Painting is a test of skill, patience, even temperament, and consistent technique. Any lacking in one’s character and the painting suffers. I had to learn to follow the rules and never, ever deviate. The “rules”: set the air and fluid flow away from the article to be painted; never pull the trigger on the spray gun unless the hand is moving; never, ever stop and go back; spray thin coats even if it does not look even; spray overlapping rows; control the effects of humidity; and many more. Violation of any of the “rules” means sanding and starting over.
I use a Graco single-stage turbine HVLP unit I got at the EAA Convention over 20 years ago. It works beautifully. I had to increase the hose length from 20 feet to 40 feet to cool the air enough to not affect the drying of the paint. The HVLP spray gun, with its quart can, works fine as long as it is taken apart and cleaned every time it is used. Even when I am only an hour or so between coats, I take it apart and clean it.

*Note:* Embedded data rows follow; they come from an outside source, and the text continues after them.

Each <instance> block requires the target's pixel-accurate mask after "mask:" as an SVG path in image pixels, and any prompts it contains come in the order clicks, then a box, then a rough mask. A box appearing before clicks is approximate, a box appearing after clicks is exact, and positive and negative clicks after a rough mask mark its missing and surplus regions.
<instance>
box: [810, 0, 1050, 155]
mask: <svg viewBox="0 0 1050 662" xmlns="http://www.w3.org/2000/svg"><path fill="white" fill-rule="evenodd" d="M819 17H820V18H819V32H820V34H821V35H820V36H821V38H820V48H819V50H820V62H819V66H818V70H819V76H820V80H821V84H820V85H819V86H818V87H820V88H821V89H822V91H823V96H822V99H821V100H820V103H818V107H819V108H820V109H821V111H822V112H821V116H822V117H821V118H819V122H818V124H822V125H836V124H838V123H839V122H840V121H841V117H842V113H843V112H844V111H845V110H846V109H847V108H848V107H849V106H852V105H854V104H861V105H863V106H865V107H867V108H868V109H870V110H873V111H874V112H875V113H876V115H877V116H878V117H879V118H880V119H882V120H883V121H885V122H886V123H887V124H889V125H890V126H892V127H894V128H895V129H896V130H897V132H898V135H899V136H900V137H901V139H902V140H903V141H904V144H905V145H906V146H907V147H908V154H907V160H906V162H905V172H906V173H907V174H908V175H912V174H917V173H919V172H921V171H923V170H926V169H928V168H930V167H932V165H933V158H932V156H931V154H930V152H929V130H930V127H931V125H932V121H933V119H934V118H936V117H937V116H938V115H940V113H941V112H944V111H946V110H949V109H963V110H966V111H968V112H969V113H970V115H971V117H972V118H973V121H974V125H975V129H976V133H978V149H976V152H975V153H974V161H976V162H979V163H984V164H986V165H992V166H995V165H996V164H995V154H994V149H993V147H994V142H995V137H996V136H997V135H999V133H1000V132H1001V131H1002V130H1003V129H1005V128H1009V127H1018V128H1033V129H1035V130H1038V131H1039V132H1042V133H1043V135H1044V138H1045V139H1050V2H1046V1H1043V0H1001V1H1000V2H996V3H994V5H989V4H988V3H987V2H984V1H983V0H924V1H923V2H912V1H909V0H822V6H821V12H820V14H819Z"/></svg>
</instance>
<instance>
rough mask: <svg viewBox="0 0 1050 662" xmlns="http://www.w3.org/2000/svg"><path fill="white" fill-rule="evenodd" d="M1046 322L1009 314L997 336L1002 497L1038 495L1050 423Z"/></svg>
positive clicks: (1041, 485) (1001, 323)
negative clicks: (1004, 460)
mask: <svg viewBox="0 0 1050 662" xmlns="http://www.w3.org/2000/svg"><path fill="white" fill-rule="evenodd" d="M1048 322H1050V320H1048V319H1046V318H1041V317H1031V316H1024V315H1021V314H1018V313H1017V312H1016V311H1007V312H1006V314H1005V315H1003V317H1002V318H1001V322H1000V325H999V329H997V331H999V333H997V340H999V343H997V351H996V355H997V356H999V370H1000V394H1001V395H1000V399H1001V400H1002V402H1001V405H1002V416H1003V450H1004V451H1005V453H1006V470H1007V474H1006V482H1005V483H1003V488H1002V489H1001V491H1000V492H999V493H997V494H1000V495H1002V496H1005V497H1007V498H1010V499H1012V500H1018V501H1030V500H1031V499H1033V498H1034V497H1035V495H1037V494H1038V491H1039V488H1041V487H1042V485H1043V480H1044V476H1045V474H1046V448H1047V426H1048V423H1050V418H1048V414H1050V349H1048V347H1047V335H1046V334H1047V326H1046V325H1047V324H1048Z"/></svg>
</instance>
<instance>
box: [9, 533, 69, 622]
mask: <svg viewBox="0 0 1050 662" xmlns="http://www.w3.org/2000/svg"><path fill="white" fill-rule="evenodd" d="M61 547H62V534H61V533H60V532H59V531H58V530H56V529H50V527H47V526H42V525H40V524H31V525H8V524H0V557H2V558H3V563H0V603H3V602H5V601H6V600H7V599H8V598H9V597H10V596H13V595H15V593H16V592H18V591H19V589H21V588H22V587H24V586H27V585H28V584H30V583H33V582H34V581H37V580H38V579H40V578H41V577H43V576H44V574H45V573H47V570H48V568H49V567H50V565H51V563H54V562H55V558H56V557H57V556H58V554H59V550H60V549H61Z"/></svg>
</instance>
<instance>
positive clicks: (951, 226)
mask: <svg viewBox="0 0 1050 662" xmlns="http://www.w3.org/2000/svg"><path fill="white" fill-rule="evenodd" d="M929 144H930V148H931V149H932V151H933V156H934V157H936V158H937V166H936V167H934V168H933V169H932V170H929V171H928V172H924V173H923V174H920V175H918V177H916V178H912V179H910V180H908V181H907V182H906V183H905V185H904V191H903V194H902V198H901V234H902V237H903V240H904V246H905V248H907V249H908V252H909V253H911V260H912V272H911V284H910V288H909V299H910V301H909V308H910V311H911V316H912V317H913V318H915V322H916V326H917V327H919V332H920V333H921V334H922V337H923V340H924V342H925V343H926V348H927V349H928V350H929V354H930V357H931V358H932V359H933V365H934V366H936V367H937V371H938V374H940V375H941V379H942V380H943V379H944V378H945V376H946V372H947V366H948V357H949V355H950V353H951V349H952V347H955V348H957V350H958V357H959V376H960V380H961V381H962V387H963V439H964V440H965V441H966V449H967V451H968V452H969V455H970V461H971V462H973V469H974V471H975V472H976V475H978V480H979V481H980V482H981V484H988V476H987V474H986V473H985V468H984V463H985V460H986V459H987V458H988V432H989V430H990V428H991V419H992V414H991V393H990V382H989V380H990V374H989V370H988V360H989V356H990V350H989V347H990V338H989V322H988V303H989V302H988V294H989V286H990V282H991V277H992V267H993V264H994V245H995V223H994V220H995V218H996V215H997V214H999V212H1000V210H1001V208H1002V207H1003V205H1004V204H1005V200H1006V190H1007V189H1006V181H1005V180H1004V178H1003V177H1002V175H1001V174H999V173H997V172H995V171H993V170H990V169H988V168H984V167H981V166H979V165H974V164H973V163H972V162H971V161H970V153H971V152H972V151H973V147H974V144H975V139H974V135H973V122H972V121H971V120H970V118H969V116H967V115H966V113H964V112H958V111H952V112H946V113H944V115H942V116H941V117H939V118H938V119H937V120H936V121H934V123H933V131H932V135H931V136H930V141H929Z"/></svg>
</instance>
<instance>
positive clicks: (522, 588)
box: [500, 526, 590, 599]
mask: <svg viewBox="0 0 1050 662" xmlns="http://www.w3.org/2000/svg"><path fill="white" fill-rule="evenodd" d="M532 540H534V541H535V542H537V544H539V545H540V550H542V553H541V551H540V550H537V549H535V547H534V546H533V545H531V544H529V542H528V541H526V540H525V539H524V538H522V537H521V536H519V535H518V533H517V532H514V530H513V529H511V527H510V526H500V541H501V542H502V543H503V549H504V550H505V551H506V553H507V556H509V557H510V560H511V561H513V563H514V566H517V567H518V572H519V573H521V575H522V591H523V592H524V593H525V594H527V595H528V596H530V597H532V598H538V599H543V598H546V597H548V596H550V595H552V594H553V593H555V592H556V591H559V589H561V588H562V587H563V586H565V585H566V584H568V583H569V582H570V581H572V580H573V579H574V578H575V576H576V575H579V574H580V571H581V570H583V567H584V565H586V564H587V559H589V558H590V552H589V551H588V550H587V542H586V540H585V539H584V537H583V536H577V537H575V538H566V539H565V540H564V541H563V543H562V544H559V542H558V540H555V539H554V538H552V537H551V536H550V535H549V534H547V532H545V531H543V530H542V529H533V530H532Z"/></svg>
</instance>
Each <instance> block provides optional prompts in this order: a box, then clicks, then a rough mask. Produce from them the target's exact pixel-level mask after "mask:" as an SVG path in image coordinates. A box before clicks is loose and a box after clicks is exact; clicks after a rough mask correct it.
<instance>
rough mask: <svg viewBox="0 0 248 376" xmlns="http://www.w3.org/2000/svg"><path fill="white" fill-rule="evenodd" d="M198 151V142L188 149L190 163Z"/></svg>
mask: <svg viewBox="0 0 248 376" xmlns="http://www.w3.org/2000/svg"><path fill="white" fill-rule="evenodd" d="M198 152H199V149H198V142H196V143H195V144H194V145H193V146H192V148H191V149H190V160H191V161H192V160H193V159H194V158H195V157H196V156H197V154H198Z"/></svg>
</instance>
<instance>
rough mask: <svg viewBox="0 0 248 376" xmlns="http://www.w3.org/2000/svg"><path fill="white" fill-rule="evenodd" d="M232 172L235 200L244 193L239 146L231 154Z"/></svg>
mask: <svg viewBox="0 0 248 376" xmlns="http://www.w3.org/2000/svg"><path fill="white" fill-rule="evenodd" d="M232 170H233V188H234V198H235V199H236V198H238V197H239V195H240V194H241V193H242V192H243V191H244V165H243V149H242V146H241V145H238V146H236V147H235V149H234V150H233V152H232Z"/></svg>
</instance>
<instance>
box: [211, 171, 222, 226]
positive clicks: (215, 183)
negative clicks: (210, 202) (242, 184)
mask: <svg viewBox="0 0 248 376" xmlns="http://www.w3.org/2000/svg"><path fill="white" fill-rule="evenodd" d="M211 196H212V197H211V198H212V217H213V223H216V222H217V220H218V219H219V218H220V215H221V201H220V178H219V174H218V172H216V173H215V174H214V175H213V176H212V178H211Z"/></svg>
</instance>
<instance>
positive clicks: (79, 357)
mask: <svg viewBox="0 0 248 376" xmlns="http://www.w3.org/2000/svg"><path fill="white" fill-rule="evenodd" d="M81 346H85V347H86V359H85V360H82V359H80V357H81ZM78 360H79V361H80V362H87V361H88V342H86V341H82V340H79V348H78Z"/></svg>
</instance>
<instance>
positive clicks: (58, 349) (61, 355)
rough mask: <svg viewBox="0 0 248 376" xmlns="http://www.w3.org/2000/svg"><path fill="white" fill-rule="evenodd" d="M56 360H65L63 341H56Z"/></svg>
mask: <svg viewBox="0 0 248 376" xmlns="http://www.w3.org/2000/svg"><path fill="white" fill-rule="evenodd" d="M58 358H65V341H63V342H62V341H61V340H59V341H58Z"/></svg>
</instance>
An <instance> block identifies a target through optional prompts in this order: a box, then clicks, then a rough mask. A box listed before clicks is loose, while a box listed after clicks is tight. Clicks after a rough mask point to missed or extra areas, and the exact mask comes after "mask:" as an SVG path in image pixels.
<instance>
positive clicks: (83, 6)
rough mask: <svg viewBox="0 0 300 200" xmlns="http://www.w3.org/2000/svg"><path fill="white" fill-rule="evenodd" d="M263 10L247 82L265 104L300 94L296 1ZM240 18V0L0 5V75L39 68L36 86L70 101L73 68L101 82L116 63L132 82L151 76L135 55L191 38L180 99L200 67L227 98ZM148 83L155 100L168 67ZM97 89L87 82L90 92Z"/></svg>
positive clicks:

I use a Hobby Air clean air system that provides outside air when I am spraying in the booth. That is my gift to my lungs. MEK, one of the reducer chemicals in the paints, is highly toxic and will fry the lungs. Auto acrylic paint, used for some final top color coats is even deadlier. In addition to the paint spray booth in my shop for small parts, I close off one bay of my garage for spraying. I drape clear plastic from floor to ceiling, holding the top with poles pressed against the ceiling and brick/cinder block along the bottom. Air is blown out of the paint booth through two window fans below the garage door. Intake air is filtered through furnace filters over holes in the plastic.